3. Alcohols: The -OH Group

Alcohols contain the hydroxyl (-OH) functional group. Like halogenoalkanes, they can be primary, secondary, or tertiary.

Making Halogenoalkanes from Alcohols

We can swap the -OH group for a halogen:
• To make Chloroalkanes: Use \( PCl_5 \). (This also produces misty fumes of \( HCl \), which is a test for the -OH group!)
• To make Bromoalkanes: Use 50% concentrated sulfuric acid and \( KBr \).
• To make Iodoalkanes: Use red phosphorus and iodine.

Oxidation of Alcohols (The "Oxidation Ladder")
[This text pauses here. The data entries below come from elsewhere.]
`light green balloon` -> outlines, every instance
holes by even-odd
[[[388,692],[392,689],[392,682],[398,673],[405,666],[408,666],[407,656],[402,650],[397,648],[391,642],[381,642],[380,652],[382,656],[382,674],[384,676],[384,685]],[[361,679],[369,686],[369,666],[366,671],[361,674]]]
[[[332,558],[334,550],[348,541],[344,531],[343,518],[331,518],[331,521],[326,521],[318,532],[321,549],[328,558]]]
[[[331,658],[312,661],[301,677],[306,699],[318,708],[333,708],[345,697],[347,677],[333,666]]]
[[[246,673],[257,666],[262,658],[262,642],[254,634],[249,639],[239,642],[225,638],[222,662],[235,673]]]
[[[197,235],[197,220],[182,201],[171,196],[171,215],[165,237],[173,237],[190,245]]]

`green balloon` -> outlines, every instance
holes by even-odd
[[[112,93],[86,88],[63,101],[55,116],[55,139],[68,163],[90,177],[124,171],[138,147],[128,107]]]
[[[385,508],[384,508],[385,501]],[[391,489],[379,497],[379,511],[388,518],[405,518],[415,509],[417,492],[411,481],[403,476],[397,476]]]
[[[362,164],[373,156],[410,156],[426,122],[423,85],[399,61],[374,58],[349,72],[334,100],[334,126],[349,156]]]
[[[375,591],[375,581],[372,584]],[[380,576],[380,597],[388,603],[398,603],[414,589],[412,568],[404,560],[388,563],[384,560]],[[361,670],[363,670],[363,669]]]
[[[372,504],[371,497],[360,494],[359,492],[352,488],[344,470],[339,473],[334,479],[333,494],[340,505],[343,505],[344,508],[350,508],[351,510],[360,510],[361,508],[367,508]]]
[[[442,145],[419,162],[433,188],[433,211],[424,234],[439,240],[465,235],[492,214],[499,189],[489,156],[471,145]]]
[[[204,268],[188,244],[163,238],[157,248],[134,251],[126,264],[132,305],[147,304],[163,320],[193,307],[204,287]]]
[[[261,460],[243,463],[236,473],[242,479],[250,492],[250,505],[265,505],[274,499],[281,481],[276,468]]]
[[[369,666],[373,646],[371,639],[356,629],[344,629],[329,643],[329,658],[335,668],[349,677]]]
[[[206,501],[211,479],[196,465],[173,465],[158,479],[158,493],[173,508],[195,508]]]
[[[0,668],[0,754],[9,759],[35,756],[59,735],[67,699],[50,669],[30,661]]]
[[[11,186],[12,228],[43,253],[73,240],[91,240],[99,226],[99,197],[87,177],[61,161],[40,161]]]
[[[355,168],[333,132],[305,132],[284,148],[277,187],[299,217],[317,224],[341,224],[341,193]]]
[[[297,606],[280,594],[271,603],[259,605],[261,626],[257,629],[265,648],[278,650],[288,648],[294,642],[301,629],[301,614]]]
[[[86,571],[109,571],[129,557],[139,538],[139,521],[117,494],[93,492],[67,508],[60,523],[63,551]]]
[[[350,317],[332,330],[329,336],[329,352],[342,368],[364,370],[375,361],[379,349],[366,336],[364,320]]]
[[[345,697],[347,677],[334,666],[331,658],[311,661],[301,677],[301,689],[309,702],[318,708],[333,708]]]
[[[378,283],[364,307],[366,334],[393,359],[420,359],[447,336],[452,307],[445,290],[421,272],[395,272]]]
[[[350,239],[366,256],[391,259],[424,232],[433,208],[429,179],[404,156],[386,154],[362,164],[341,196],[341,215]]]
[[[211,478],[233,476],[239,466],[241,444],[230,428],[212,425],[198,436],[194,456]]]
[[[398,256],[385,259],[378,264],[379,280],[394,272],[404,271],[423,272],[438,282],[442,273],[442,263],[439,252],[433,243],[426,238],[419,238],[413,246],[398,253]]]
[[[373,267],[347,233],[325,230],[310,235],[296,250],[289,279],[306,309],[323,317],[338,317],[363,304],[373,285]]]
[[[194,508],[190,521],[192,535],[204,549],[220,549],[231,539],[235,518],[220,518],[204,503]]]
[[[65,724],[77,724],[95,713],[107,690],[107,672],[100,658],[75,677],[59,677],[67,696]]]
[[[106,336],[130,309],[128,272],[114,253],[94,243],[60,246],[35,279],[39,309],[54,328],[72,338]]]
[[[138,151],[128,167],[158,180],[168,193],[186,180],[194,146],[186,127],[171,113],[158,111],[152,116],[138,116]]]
We use acidified potassium dichromate(VI) (\( K_2Cr_2O_7 / H_2SO_4 \)) as the oxidizing agent. It turns from orange to green if oxidation occurs.

1. Primary Alcohols:
• Partial oxidation (Distillation) \(\rightarrow\) Aldehyde.
• Full oxidation (Reflux) \(\rightarrow\) Carboxylic Acid.
2. Secondary Alcohols:
• Oxidize to Ketones.
3. Tertiary Alcohols:
Cannot be oxidized easily (the orange solution stays orange) because there is no hydrogen atom on the carbon attached to the -OH group.

Did you know?

The "orange to green" color change was the basis for old-fashioned police breathalyzer tests! The ethanol in the breath was oxidized by the dichromate ions.

Practical Techniques for Making Liquids

Heating under Reflux: Allows you to heat a reaction without losing volatile products (they evaporate, hit a cold condenser, and drip back in).
Distillation: Separates liquids with different boiling points.
Separating Funnel: Used to separate an organic layer from an aqueous (water) layer.
Drying Agents: Adding an anhydrous salt (like \( MgSO_4 \)) to soak up any remaining water.

Key Takeaway: Oxidation products depend on the class of alcohol and the method used (reflux vs. distillation).

4. Spectra: Identifying the Unknown

How do chemists know what they've made? They use Spectroscopy.

Mass Spectrometry (MS)

A mass spectrometer breaks a molecule into pieces.
Molecular Ion Peak (\( M^+ \)): The peak with the highest m/z value (ignoring small isotope peaks). This tells you the Relative Molecular Mass of the whole molecule.
Fragmentation: The molecule breaks into smaller chunks. Example: A peak at m/z = 15 often represents a \( CH_3^+ \) fragment.

Infrared Spectroscopy (IR)

Different bonds vibrate when they absorb infrared radiation. We look for "dips" in the graph at specific wavenumbers (\( cm^{-1} \)).

Key Absorptions to look for:
O-H (Alcohols): A very broad, smooth "U-shaped" dip (3200–3750 \( cm^{-1} \)).
C=O (Carbonyl): A very sharp, strong "V-shaped" peak (1630–1820 \( cm^{-1} \)).
C-H (Alkanes): Present in almost all organic molecules (2850–3100 \( cm^{-1} \)).

Mnemonic for IR:

The O-H in an alcohol is like a broad smile, while the C=O in a ketone or aldehyde is sharp like a dagger!

Key Takeaway: Mass spec tells you the "weight" and bits of the puzzle; IR tells you which "functional group" attachments are present.

Quick Chapter Summary

Nucleophiles attack positive carbons in halogenoalkanes (substitution).
Elimination happens in ethanolic KOH to make alkenes.
C-I is the most reactive halogenoalkane because the bond is weak.
Primary alcohols can become aldehydes or carboxylic acids; secondary become ketones; tertiary do nothing.
IR identifies functional groups (look for the broad O-H or sharp C=O).
Mass Spec identifies the molecular mass (\( M^+ \)).